In professional wrestling, some Superstars rise above the rest. Some Superstars have what it takes to get themselves over without a push, some Superstars can connect with an audience without having their storyline shoved down the audience's throat, and some can do it all without a championship belt around their waist, a classic sign that this person is being pushed by creative.

In roughly a year since he made his debut on the WWE main roster, LA Knight has masterfully cleared those first two hurdles with ease, but what about the third? Would fans be disappointed if he doesn't get a title? And would other fans – or even the same fans – be disappointed if he does get a title, turning the organic appeal of the “Megastar” into something manufactured in such a way that Shaun Ricker, the man behind the “Yeah!” may not be in love with?

Fortunately, Corey Graves and Kevin Patrick asked LA Knight this very question on their, does he think he needs a title to be successful in WWE, on their After The Bell podcast and the “Megastar” let it be known that, in his opinion, a title reign feels like a logical destination at some point in the future.

“At this point, I don't know. There are so many different ways to go with it, but I do think, you can't let this stagnate. Whatever happens, it needs to be an upward and onward trajectory. Whether that's championships or whatever it is, for sure, you can't just let this sit. That's something on me, that's something on everybody, to where it has to stay. You can't just rely and rest on your laurels of ‘it's just going to be here. All I have to do is go out there, and it's just going to be there.' There has to be an evolution. There has to be something that continues to progress.”

After watching LA Knight get more and more over with each passing month in 2023, it's clear the momentum is there for the “Megastar” to cash in on a major moment. But will fans stay with him should that ultimately happen? Fortunately, Knight has a take on that too, a very pro-LA Knight take, as if that should come as no surprise.

LA Knight doesn't think fans will turn on him as a champion.

Asked the second half of the question on the proverbial table, LA Knight noted that, in his opinion, fans won't turn on him should he be elevated even higher in the WWE pecking order, because he got where he is over an extended period of organic growth.

“No, and I'll tell you why. I've had that comparison made where ‘it's like this person that got popular, it's like that person.' I don't want to take anything away from them, but I don't think the comparison fits. Everyone they make those comparisons to, they had runs. They had runs as a champion. Maybe they got to be Intercontinental Champion or US Champion, but I've been on the SmackDown roster for nine or ten months, and I don't mean to say this with any arrogance or whatever, but let's face facts, I don't think there has been anybody, ever, that has had in nine or ten months this kind of reaction, with honestly not a lot to do. This hasn't been manufactured, this hasn't been the machine, this is a straight up groundswell in a short amount of time. It was never told to the audience ‘this is the guy.' With that being the case, I don't think you can make the comparisons to the other people,” LA Knight said.

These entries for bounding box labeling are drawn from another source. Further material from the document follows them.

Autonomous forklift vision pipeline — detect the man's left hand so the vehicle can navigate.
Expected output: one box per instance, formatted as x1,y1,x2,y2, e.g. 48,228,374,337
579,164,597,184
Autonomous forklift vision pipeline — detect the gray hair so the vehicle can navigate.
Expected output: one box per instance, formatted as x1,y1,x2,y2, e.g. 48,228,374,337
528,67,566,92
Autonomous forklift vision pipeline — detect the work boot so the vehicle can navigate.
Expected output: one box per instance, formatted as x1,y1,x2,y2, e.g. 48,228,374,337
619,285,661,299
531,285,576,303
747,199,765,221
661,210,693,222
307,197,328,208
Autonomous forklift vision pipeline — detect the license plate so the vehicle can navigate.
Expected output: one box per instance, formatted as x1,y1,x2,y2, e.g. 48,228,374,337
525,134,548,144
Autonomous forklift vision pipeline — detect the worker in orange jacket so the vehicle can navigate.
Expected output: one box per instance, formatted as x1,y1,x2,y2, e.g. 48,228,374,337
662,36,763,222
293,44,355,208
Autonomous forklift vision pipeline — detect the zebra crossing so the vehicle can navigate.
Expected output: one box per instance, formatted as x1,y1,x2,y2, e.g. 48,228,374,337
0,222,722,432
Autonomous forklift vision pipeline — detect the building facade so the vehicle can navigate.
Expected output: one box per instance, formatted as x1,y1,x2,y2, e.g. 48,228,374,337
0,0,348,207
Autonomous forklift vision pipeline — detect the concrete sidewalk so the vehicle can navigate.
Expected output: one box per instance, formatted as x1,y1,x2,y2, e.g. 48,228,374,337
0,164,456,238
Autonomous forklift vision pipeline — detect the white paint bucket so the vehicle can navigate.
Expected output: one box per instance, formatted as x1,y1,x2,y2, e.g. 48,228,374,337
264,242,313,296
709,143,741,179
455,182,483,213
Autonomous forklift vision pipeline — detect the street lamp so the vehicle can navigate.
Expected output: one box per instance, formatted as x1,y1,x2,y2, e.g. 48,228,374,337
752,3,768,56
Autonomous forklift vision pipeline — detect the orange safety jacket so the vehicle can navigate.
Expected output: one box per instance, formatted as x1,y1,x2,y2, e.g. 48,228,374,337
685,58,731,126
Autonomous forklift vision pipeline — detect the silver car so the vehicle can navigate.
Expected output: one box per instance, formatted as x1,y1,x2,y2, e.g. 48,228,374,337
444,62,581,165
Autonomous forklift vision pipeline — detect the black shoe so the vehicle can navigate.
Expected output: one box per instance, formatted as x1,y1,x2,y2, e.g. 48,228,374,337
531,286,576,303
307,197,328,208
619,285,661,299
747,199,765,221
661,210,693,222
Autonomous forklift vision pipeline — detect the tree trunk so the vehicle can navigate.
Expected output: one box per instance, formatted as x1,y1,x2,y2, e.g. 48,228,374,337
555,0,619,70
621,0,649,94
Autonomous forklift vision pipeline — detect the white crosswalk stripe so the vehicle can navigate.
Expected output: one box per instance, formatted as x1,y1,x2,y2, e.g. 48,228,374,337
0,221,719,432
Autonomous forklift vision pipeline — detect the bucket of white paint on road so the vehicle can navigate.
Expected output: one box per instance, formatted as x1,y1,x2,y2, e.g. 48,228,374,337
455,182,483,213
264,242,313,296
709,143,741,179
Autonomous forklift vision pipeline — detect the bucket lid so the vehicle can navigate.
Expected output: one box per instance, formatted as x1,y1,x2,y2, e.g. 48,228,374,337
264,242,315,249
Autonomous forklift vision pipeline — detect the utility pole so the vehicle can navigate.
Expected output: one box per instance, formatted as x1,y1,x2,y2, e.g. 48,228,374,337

“Do I think that reaching the pinnacle, as far as being the champion would be a hindrance? Not at all. When I look at the fact that, I still haven't wrestled…I made it to WWE, the biggest company in the world, ‘oh, you finally made it.' No, I haven't. You have to keep going. There is always something to push at. Whether it's new contenders, fighting from underneath even if you're the champion. That comes from different creative outlets, just finding ways to make it fresh, keep it fresh, keep me fresh, keep everything around fresh.

“Being that hungry SOB that I am where I'm never satisfied. Sometimes, that's a flaw of mine, but it's a virtue of mine that I'm never satisfied. Even if you put the championship on me. Okay, I've gotten that, but I don't want to be a champion, I want to take it to a level where I'm looked at as maybe one of the best ever. Now, I have even more work to do to get that done.”

Will LA Knight get where he wants to be in the WWE Universe? Only time will tell, but after spending 20 years building toward this moment, he isn't going to change any time soon, whether he's a champion or not.

“The thing that made me, the thing that carried me is the talking, the trash talking, the personality, the swagger. All that stuff,” LA Knight concluded. “I don't think the other people they've made comparisons to had that same thing going for them. A lot of it was ‘this guy is the underdog.' If you take the underdog and give them the thing, they are no longer the underdog, so they have nothing to cheer for. If the thing they're cheering for with me is the trash-talking, stomping romping guy, and you give him the championship, nothing has changed. I'm still that same trash-talking guy, now I'm just continuing it while holding the championship. Where they've gotten to blow their wad, in a certain way, with the underdog, you don't get the same opportunity with me. Now it's just me continuing it, but I have hurdles to jump, speed bumps, walls to break through.”